For each person who will agree with a specific angle to this subject there will be two who will stand up and disagree. A classic example from this episode is the early comment from Dee, “[there is] a social responsibility to keep teenagers from drinking.” (“Underage Drinking, A National Concern”). Obviously this is right thinking however this is the twisted turning point with regards to this episode. It is suggested and then agreed upon to give the local youth a “safe” place where they can consume alcohol without the worries typically associated with attempting to purchase liquor without valid identification. The topic should be black and white.
There isn’t supposed to be a gray area involving illegal activities and the bottom line is simple; if you’re under 21 you cannot drink alcohol. What happens on the show is especially ironic because the owners of the bar justify making money off of ignorant teenagers while telling each other they’re providing a controlled environment for something that teenagers are going to do anyway. They point out that in many countries the world over it is not uncommon for someone as young as 12 or 13 to be found drinking with some degree of regularity and rationalize that they’re actually providing a community service.
Everyone would like to know why teens use drugs and alcohol; some use narcotics to fit in and then become addicted. Others think a more complicated reason exists why people use drugs, especially teenagers. During the teen years, kids are more likely to engage in risky behaviors. The increasing need for teenaged independence may make kids want to defy their parents’ wishes or instructions as a way of asserting their independence. Peer pressure can also have an effect on an adolescent’s decision to begin drinking. While much has been written about peer pressure, and its effect should not be ignored, study after study proves that parental involvement carries much more weight.
Teenage bodies and minds are still developing, and drinking at that age has a much more negative effect than on an adult The abuse of alcohol by teenagers is a sneaky thing, and many times adults who don’t want to believe their children would “do that”, find out too late that they already have. “Parents, teachers and social workers need to remain alert to the signs of alcohol abuse in teenagers.” (National Institute of Health).
There is a misconception, especially among non-alcoholics, that a teenager is too young to become an alcoholic.
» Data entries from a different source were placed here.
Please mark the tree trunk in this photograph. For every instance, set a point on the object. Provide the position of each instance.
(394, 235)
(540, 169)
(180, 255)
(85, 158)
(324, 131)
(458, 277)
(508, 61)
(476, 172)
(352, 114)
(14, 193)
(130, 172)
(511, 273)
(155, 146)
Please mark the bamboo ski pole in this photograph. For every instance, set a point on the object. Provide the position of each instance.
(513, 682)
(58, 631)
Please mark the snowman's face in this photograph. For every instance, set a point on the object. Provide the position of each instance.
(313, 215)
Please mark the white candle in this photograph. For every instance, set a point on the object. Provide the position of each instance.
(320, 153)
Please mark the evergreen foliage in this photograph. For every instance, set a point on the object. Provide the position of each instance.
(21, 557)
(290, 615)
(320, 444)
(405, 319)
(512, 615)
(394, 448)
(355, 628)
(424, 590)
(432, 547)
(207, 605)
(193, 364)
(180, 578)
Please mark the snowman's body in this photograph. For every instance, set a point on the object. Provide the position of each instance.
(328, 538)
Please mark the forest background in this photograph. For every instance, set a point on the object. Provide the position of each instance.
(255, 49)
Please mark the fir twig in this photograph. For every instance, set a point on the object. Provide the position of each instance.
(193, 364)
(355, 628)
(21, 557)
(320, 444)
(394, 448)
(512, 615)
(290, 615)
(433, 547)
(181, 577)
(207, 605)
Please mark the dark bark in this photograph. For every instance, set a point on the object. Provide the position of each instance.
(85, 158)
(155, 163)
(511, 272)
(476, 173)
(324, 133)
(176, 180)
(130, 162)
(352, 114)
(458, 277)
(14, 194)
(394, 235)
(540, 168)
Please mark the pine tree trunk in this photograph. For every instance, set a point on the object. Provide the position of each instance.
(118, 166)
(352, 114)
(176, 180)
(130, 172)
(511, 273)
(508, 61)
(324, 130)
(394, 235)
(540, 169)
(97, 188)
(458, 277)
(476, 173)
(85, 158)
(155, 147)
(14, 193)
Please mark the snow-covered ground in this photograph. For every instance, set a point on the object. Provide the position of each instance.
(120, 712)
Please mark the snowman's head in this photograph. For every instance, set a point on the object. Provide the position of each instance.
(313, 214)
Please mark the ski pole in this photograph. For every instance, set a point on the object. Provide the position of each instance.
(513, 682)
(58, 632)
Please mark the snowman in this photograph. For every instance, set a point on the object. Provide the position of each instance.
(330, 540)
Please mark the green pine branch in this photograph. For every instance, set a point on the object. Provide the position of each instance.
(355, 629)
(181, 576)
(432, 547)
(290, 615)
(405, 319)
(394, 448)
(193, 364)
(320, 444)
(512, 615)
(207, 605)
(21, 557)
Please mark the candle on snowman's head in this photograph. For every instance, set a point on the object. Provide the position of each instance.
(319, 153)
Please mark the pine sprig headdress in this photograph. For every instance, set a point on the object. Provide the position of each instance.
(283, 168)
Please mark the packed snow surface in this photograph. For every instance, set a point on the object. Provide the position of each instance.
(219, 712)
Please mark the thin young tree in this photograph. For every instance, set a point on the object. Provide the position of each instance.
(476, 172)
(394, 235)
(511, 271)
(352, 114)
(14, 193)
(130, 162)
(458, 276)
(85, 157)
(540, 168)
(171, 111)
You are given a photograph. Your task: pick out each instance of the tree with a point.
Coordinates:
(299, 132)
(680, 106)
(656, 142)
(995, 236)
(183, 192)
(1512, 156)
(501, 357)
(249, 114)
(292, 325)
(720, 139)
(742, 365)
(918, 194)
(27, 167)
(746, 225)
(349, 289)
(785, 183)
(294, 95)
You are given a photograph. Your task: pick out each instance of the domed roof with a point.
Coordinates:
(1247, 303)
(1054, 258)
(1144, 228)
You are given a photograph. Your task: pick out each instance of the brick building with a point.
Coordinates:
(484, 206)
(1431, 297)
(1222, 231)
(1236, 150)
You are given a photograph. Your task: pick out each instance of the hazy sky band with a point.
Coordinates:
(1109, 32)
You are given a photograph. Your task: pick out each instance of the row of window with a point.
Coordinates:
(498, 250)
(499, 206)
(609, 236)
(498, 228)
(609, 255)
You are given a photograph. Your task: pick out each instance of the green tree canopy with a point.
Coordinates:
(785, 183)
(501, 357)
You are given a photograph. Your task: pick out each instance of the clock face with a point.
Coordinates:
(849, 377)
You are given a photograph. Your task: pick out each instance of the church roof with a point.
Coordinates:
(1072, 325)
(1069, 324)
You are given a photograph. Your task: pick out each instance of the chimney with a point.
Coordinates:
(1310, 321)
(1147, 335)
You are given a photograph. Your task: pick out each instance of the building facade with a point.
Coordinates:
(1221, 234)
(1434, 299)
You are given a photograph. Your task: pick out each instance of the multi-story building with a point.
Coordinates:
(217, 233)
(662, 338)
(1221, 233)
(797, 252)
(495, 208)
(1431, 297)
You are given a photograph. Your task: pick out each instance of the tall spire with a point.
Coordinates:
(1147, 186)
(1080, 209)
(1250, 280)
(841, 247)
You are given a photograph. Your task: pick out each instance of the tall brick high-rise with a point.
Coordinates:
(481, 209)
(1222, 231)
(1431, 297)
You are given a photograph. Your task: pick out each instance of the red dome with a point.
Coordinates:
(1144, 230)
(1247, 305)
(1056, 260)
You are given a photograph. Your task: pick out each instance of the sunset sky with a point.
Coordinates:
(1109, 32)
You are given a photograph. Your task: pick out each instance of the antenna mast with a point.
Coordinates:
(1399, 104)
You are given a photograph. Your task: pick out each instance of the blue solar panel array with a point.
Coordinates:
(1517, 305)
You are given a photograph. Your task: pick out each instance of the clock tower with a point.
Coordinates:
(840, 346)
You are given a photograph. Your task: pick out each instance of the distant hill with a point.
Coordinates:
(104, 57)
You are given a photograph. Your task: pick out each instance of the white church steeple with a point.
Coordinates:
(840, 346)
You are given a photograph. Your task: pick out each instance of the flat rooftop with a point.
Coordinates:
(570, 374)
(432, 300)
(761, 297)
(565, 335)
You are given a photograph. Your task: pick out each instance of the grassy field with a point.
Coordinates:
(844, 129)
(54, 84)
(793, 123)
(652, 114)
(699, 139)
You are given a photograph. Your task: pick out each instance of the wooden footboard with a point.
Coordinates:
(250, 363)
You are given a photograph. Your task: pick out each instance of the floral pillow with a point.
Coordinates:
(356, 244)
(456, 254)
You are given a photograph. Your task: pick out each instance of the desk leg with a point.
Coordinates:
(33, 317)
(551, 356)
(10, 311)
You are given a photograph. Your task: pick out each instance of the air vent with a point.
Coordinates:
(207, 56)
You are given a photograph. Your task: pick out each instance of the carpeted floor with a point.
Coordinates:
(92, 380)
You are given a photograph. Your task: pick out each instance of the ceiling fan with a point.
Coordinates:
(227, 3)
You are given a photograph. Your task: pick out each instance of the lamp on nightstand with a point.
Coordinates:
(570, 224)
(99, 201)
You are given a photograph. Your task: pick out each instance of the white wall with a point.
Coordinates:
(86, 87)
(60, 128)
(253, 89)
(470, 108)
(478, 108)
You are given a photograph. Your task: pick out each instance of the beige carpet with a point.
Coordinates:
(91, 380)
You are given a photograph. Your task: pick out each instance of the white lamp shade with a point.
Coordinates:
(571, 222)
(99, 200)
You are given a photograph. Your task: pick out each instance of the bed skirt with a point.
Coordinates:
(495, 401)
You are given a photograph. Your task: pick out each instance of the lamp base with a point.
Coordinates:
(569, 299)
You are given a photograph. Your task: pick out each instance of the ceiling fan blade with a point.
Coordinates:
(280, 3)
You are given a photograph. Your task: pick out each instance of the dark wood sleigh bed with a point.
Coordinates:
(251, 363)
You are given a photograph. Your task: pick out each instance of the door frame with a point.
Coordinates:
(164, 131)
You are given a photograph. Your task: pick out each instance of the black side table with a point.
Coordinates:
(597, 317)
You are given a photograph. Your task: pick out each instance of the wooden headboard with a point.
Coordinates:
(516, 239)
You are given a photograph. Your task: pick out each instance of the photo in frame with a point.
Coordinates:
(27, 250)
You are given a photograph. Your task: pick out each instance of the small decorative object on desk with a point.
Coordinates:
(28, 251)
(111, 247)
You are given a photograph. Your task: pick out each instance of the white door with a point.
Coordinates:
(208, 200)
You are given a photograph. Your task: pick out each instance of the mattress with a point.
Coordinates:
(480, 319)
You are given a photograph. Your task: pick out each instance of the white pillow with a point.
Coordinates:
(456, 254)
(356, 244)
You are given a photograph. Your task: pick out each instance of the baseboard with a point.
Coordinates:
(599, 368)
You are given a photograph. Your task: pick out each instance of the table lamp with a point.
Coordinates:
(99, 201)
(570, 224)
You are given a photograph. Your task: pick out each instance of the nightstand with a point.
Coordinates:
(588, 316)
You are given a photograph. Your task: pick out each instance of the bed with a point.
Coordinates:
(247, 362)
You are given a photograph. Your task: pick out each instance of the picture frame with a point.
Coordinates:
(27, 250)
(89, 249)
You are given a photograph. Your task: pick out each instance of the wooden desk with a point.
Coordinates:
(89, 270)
This is a subject that is completely overlooked in the episode in spite of the tongue in cheek satire. Some recovering alcoholics can look back through specific teenage years and see that they were drinking as an alcoholic when they were much younger. It is true that most teenagers won’t come to grips with their drinking problems until much later in life. Alcoholism does not discriminate against its victims, and it crosses into all age groups.
What the show does not focus on ultimately, is that bad choices have bad consequences. If a teenager thinks they have a drinking problem, they should be assisted in finding help and not given rationalizations that offer a quick escape. There are many young people Alcoholics Anonymous groups available today all across the country. They are living their teenage years as it was intended to be, free of alcohol and happy. Underage drinking is a serious and criminal offence and there should be zero tolerance in spite of the success of comedic displays in the media.
National Institute of Health. Alcoholism – – When Drinking Becomes a Disease.
“Underage Drinking; A National Concern.” It’s Always Sunny In Philadelphia. By Glenn Howerton. Rob McElhenney. Charlie Day. FX Productions. 18 Aug. 2005.